16 messages over 2 pages: 1 2 Next >>
lichtrausch Triglot Senior Member United States Joined 5949 days ago 525 posts - 1072 votes Speaks: English*, German, Japanese Studies: Korean, Mandarin
| Message 1 of 16 07 May 2013 at 2:37am | IP Logged |
Or so this new study claims. I'm skeptical to put it mildly.
news article
study
3 persons have voted this message useful
| Volte Tetraglot Senior Member Switzerland Joined 6428 days ago 4474 posts - 6726 votes Speaks: English*, Esperanto, German, Italian Studies: French, Finnish, Mandarin, Japanese
| Message 2 of 16 07 May 2013 at 9:17am | IP Logged |
The news article is utterly unconvincing, but the paper is interesting, whether or not it's correct... and it's safe to say it isn't.

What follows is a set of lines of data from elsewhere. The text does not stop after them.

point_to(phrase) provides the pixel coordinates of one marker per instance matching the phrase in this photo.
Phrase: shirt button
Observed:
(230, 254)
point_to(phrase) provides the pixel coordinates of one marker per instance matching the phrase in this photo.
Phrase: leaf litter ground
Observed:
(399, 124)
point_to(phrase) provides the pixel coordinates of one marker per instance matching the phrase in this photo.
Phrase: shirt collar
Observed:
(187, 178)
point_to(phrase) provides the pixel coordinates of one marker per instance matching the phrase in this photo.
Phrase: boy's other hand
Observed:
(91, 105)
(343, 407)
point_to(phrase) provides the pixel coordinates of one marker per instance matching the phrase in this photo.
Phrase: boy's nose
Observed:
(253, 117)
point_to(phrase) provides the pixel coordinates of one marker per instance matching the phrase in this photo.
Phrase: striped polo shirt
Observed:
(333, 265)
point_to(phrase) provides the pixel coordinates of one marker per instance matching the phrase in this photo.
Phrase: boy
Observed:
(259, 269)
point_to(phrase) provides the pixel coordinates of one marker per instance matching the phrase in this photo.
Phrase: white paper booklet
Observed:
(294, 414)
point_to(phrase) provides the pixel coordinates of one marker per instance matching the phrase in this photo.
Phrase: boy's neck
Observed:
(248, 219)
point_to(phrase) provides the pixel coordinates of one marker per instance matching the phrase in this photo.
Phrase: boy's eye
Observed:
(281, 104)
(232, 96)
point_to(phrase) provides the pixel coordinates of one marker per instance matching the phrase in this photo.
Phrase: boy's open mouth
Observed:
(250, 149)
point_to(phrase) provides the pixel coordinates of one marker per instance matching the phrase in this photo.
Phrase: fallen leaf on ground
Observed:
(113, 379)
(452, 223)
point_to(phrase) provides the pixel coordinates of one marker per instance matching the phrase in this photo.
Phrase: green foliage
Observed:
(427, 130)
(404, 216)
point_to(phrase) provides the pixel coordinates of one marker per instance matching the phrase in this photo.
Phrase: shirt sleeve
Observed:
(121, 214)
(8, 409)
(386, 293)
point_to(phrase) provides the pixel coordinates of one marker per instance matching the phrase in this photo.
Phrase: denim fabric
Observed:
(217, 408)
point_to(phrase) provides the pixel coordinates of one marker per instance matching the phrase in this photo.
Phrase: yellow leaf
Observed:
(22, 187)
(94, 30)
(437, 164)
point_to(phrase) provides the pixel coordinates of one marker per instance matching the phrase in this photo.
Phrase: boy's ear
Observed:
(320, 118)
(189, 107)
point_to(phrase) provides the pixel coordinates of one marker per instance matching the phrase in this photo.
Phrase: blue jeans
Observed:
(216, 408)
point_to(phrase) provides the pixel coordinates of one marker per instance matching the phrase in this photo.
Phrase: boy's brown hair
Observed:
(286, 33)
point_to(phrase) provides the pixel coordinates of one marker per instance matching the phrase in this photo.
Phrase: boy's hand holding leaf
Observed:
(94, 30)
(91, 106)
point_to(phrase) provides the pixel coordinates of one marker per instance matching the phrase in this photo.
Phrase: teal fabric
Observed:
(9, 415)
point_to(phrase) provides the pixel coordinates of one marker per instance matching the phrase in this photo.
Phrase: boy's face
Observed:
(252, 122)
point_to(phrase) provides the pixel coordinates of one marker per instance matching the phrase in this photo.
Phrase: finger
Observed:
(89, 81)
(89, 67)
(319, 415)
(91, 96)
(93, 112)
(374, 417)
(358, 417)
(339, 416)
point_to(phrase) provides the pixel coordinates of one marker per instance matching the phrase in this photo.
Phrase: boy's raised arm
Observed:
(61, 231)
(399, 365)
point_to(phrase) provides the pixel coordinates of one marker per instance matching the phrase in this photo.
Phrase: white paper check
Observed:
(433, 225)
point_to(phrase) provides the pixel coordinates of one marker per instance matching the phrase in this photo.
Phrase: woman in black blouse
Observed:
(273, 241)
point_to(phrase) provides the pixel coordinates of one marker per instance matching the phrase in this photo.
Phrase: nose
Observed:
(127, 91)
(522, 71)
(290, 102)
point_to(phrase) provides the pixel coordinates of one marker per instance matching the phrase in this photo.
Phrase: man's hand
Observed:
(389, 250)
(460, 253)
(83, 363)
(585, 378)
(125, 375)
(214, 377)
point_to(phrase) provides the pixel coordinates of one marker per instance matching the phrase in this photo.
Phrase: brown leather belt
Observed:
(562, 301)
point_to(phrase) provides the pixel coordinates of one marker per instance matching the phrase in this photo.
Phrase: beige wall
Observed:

Edited by Volte on 09 May 2013 at 6:05pm
2 persons have voted this message useful
| patrickwilken Senior Member Germany radiant-flux.net Joined 4522 days ago 1546 posts - 3200 votes Studies: German
| Message 3 of 16 07 May 2013 at 12:01pm | IP Logged |
I found the paper really interesting (didn't read the news report).
One of the basic findings is that the probability that a word is a proposed conjugate across multiple language groups correlated with its frequency of use. So words that are used a lot are much more likely to be conserved, than less frequent words. This observation allows you to use the less frequent words as an estimator for how likely similar sounding words appear by chance across language groups.
The average estimated half-life for words is 2000-4000 years, but for highly conserved words this might be closer to 10k-15k years.
The 23 words that show cognate class sizes of four or more Eurasiatic language groups are: I, who, not, that, we, to give, what, man, Ye, old, mother, to hear, hand, fire, to pull, black, to flow, bark, ashes, to spit, worm.
Of course, any one of these cognates might be a chance occurrence, but their statistics assigns probability across all words, to then reconstruction language trees.
Interesting study. Thanks for the heads up.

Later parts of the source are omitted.